QB Sam Darnold: Darnold was the big story in this one, working a lot of the magic he showed at USC, firing the ball all over the field en route to a 24-38 night with 253 yards passing and a pair of touchdowns without an interception. Darnold also used his legs to pick up 35 yards on the ground and was poised throughout, keeping his eyes down the field in a sea of defenders, allowing him to connect with 10 different receivers.
WR Robby Anderson: Anderson had a huge drop in the fourth quarter, but the most important takeaway is that of his 7 receptions for 96 yards, none of them came on “go” routes. Anderson caught passes on a variety of routes, including a post, a dig, a comeback and a hitch. Anderson’s route tree is expanding and his numbers are benefiting from it.
Robby Anderson in two games since Sam Darnold got back under center:
— Glenn Naughton (@AceFan23) December 16, 2018
LG Spencer Long: We’ll have to wait to get a better look on the All-22 in the coming days, but Long looked to have a solid day in pass protection at left guard where he could find himself starting next season as James Carpenter will be gone, and the Jets could look to add a center in the draft or free agency.
WR Jermaine Kearse: It’s time to bench Kearse. He exceeded all expectations last season but has been invisible in 2018 and looks to be mailing it in at this point. His failure to make any attempt to adjust to a Darnold deep ball on the Jets final drive was the final nail in the coffin. Sit Kearse and let’s get a look at Deontay Burnett.

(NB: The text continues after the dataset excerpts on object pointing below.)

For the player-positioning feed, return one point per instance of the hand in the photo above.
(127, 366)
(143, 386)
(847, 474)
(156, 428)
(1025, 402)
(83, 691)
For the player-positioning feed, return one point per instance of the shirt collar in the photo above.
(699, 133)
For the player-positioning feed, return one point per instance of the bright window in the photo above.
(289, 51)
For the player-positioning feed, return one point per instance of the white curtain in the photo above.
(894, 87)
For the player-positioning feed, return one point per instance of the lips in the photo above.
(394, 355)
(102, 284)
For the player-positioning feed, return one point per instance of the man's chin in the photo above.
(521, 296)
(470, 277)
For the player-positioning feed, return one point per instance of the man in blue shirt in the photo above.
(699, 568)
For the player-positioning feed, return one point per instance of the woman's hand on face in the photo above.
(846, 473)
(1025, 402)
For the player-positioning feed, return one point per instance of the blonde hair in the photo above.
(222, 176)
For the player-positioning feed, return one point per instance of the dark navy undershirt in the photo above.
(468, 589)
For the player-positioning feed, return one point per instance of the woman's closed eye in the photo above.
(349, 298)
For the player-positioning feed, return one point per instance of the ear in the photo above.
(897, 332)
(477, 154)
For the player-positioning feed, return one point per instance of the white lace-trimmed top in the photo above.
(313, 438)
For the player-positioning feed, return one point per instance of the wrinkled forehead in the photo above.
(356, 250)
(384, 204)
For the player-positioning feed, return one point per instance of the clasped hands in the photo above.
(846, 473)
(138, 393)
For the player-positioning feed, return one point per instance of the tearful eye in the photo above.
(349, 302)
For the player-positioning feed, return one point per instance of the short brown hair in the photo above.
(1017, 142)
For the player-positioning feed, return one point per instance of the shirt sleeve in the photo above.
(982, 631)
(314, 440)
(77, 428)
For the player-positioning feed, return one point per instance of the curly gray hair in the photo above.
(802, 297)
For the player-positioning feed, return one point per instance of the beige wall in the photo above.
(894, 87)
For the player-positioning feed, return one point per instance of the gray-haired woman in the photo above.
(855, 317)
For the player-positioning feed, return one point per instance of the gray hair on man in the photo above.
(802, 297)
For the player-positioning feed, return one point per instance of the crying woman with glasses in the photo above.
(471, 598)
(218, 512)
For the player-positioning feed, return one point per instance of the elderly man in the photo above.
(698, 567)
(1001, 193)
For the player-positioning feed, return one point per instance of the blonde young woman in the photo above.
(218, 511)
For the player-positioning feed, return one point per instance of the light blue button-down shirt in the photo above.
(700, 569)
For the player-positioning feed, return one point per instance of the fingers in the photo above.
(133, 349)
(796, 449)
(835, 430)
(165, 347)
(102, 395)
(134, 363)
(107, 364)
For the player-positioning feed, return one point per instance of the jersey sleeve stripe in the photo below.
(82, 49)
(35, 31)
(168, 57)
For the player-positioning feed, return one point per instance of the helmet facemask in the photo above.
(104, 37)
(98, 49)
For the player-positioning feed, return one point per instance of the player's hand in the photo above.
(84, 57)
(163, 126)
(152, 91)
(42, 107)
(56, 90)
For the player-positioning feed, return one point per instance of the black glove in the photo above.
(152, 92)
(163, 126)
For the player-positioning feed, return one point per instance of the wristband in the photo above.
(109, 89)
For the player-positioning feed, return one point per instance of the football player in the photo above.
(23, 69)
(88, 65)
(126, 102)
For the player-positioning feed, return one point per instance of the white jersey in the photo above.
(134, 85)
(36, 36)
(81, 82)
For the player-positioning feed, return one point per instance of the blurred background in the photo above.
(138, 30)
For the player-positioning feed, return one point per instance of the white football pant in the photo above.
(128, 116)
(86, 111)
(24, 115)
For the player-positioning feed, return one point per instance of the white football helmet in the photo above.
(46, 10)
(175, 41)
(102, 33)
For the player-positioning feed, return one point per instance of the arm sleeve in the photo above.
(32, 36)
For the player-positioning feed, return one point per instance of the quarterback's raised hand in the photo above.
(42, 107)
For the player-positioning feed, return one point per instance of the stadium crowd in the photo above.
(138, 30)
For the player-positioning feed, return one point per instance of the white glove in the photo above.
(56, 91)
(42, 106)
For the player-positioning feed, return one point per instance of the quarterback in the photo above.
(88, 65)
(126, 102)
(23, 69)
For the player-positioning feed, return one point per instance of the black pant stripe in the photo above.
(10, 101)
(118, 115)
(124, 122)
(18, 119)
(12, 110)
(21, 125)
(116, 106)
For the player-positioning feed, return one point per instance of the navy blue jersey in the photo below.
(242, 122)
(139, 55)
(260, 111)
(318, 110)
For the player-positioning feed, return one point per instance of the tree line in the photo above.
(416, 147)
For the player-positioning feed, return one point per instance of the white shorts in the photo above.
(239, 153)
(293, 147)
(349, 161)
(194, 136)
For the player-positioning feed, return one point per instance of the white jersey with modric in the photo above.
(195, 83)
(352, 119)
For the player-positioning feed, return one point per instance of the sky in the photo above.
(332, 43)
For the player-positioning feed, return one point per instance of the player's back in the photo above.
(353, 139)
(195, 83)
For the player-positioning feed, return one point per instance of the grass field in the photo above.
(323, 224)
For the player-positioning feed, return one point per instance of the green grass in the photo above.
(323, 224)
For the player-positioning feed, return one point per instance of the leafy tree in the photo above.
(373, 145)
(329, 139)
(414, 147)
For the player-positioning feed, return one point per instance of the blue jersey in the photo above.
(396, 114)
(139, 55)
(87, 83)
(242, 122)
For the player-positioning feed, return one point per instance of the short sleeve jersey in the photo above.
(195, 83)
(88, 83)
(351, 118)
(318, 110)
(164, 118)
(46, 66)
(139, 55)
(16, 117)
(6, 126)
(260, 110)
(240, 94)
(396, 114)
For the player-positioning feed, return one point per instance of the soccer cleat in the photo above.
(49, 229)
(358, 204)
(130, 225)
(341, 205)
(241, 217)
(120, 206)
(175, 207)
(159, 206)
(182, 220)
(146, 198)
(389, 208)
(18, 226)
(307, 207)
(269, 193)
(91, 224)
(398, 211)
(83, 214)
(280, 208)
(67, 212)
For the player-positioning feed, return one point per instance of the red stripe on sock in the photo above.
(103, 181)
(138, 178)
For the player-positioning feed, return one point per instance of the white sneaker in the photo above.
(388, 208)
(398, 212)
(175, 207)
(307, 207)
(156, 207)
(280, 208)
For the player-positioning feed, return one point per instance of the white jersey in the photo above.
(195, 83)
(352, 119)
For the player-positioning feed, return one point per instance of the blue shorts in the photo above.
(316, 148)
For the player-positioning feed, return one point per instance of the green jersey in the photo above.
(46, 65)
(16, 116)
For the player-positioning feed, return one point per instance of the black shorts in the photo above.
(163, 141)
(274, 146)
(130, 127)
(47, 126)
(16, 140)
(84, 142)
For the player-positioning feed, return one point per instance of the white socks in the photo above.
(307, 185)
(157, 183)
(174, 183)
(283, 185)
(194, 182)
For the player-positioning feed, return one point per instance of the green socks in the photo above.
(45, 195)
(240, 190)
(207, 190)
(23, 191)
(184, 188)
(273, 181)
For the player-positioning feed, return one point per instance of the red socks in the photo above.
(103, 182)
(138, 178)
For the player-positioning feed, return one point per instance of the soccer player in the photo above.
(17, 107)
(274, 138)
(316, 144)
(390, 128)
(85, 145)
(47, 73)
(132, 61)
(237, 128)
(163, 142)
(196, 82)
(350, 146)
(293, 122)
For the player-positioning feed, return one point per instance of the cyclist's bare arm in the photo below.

DL Henry Anderson: Did the Jets really get Anderson for just a seventh round draft choice? The big man had three sacks, giving him six on the season, and showed why the Jets should be making his return a priority.
OLB Jordan Jenkins: Jenkins picked up his career-high seventh sack as he continues to fly under the radar as a solid edge defender. Nobody is going to confuse him with Von Miller, but Jenkins does a nice job against the run and has shown that when the secondary gives him that extra split second, he does a decent of getting to the QB. Could he make a late push over the final two weeks and get to 10 sacks? We shall see.
TE Chris Herndon: Herndon didn’t see nearly enough targets, but when he did, he made some key grabs and showed he can take a hit and hold on to the football. Along with Darnold at quarterback, the Jets look to finally have an answer at tight end.
S Jamal Adams: Adams earned the second highest grade among Jets defenders per PFF at 83.0. His sack of Deshaun Watson knocked the Texans back 13 yards and Adams’ intensity around the line of scrimmage was on full display once again.
#Jets top 5 defensive grades from yesterday's loss to the Texans (min. 15 snaps):
1. Steve McLendon- 89.7
2. Jamal Adams- 83.0
3. Frankie Luvu- 78.2
4. Leonard Williams- 78.1
5. Avery Williamson- 74.4#JetUp
— PFF NY Jets (@PFF_Jets) December 16, 2018
Head Coach Todd Bowles: For reasons that only Todd Bowles will understand, he saw no need to double-team DeAndre Hopkins on defense, or JJ Watt on the offensive line. Both players made game-changing plays. Who could have seen that coming?
RT Brandon Shell: Shell left the game early with a leg injury that may knock him out for the season, but aside from a single sack that he surrendered to Watt, Shell was having a solid day in pass protection against one of the elite fronts in the NFL.
RB Trenton Cannon: Cannon’s most memorable play was drop on 3rd down and 3 that forced the Jets to punt, but it’s way too early to give up on the kid. When he gets even a few yards of space to work with, his game-breaking speed is evident. His special teams play has improved and he has the tools to make him a player who is worth developing over the next year or two.